Ils secouèrent leurs têtes reptiliennes, rejetant en arrière leurs longues crinières noires, et Harry tendit la main pour caresser l’encolure brillante de celui qui était le plus proche. Comment avait-il pu les trouver laids ?
– C’est encore ces histoires démentes de chevaux volants ? dit Ron d’une voix mal assurée en fixant des yeux un point qui se trouvait légèrement à gauche du Sombral que caressait Harry. Ceux qu’on ne peut voir que si on a eu un cadavre sous les yeux ?
– Oui, répondit Harry.
– Il y en a combien ?
– Deux seulement.
– Il nous en faut trois, dit Hermione qui paraissait encore un peu secouée mais n’avait rien perdu de sa détermination.
– Quatre, Hermione, rectifia Ginny, le visage renfrogné.
– En fait, nous sommes six, dit calmement Luna en comptant.
– Ne sois pas idiote, nous ne pouvons pas y aller tous ! s’emporta Harry. Écoutez, vous trois – il montra Neville, Ginny et Luna –, vous n’êtes pas dans le coup, vous ne…
Leurs protestations l’empêchèrent d’aller plus loin. Au même instant, il ressentit à l’endroit de sa cicatrice une nouvelle douleur, plus intense qu’auparavant. Chaque seconde qui passait leur faisait perdre un temps précieux. Il n’avait pas le temps de discuter.
– D’accord, très bien, c’est vous qui prenez la décision, dit-il sèchement, mais si nous ne trouvons pas d’autres Sombrals, vous ne pourrez pas…
– Oh, ils vont arriver, assura Ginny, confiante.
Tout comme Ron, elle fixait les yeux dans la mauvaise direction en ayant l’impression de regarder les chevaux.
– Qu’est-ce qui te fait penser ça ?
– Au cas où tu ne l’aurais pas remarqué, Hermione et toi, vous êtes tous les deux couverts de sang, répondit-elle froidement, et nous savons que Hagrid se sert de viande crue pour attirer les Sombrals. C’est d’ailleurs sûrement pour ça que ces deux-là sont venus ici.
Harry sentit alors quelque chose tirer légèrement sur sa robe et il vit l’un des Sombrals lécher sa manche trempée du sang de Graup.
– Bon, d’accord, dit-il – il venait d’avoir une brillante idée –, Ron et moi, on va prendre ces deux-là et partir tout de suite. Hermione restera avec vous pour en attirer d’autres.
– Je refuse de rester derrière ! protesta Hermione, furieuse.
– Ce ne sera pas nécessaire, assura Luna avec un sourire, regardez, il y en a encore qui arrivent… Vous devez vraiment sentir très fort, tous les deux…
Harry se retourna. Pas moins de six ou sept Sombrals s’avançaient parmi les arbres, leurs grandes ailes lisses comme du cuir étroitement repliées sur leur corps, leurs yeux luisant dans l’obscurité. Il n’avait plus aucune excuse pour laisser les autres derrière, à présent.
– Très bien, dit-il avec colère. Prenez-en un chacun et allons-y.
34. LE DÉPARTEMENT DES MYSTÈRES
Harry s’accrocha solidement à la crinière du Sombral le plus proche, posa le pied sur une souche et grimpa tant bien que mal sur le dos soyeux du cheval. L’animal n’opposa aucune résistance mais il tourna la tête en découvrant ses crocs et essaya de lécher à nouveau le sang qui imprégnait sa robe.

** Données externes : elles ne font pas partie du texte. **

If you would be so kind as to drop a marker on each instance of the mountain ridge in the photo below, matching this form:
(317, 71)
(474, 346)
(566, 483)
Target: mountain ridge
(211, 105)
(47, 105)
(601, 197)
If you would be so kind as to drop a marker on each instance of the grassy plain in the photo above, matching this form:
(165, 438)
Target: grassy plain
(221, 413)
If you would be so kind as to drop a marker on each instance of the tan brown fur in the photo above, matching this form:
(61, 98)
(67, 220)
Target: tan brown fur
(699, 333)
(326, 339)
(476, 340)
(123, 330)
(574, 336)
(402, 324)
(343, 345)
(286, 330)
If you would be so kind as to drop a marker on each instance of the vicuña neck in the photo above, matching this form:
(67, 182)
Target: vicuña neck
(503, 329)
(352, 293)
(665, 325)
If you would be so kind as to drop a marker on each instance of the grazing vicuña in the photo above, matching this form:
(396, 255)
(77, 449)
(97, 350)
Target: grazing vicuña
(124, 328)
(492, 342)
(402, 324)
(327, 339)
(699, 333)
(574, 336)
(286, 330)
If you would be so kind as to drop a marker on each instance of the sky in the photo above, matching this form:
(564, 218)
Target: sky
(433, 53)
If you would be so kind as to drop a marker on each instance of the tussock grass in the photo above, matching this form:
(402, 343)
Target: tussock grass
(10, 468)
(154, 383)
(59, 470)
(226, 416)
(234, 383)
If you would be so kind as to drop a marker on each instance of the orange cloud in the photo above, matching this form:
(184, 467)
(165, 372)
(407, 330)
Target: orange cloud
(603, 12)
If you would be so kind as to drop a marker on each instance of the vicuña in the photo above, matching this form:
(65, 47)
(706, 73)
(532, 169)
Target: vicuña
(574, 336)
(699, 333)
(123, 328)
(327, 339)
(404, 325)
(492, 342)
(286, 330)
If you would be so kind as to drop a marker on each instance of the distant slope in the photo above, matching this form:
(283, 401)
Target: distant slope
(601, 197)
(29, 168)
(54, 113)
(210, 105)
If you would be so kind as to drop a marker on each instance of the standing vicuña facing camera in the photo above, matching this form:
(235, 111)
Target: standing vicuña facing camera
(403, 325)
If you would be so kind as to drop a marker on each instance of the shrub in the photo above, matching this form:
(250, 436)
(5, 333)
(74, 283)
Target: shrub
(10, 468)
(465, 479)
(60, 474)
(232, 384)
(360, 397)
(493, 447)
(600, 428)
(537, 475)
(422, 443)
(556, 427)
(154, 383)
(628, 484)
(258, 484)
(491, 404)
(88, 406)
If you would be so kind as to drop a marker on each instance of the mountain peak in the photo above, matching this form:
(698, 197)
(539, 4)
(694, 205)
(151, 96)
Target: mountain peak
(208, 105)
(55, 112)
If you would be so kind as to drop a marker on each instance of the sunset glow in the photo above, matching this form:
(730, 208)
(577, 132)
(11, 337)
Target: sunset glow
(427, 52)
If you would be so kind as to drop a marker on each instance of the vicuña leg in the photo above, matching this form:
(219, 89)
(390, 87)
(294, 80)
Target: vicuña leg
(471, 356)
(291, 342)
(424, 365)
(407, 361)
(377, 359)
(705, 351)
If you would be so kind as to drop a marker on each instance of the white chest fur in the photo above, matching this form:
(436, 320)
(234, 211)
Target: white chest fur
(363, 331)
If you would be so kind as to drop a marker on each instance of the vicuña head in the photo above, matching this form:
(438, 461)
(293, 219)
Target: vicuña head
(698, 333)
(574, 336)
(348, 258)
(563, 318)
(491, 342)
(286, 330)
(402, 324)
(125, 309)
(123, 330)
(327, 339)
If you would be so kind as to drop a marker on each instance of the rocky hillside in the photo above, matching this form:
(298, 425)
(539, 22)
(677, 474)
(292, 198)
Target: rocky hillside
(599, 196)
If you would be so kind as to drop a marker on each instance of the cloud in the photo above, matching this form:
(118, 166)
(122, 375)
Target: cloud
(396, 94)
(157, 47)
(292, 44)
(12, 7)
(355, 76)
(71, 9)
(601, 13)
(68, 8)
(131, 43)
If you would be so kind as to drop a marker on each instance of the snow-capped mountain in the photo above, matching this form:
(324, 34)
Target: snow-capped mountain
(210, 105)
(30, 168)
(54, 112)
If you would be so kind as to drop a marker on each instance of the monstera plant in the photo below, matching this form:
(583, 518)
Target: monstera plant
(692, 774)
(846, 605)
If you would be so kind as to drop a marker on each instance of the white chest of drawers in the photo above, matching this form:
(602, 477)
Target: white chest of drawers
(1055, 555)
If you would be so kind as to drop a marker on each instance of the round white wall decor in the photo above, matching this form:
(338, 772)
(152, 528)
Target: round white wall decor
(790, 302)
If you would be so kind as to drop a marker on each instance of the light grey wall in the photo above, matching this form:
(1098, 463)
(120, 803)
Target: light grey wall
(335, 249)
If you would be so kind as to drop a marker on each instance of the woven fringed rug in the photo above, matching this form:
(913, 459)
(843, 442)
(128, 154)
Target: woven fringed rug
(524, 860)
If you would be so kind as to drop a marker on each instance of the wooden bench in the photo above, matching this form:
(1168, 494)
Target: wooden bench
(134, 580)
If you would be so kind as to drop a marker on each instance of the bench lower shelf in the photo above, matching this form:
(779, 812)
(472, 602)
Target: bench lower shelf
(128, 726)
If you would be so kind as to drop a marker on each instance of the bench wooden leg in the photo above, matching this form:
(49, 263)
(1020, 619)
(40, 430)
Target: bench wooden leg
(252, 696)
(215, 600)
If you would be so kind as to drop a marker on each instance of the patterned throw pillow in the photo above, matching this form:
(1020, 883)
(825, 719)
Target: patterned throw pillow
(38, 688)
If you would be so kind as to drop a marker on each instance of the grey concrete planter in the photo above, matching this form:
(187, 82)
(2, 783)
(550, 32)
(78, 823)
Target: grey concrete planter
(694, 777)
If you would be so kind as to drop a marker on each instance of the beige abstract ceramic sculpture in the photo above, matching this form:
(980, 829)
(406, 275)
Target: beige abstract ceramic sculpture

Harry trouva un endroit, derrière l’articulation des ailes, où il put loger ses genoux afin d’assurer son assise et jeta un coup d’œil en direction des autres. Neville s’était hissé sur le Sombral qui se trouvait à côté de lui et essayait à présent de faire passer l’une de ses courtes jambes par-dessus son dos. Luna était déjà installée, assise en amazone, et arrangeait sa robe comme si elle avait fait ça tous les jours. Ron, Hermione et Ginny, en revanche, étaient restés immobiles au même endroit, la bouche et les yeux grands ouverts.
– Et alors ? dit Harry.
– Comment on fait pour monter ? demanda Ron d’une voix timide. On ne voit rien, nous.
– Oh, c’est facile, répondit Luna.
Elle se laissa glisser à terre et s’avança vers eux.
– Venez…
Elle amena chacun d’eux auprès d’un Sombral et l’aida à monter sur son dos. Ils semblèrent tous les trois extrêmement inquiets lorsqu’elle entortilla leurs mains dans la crinière des chevaux et leur conseilla de se cramponner fermement. Puis elle retourna s’asseoir sur sa propre monture.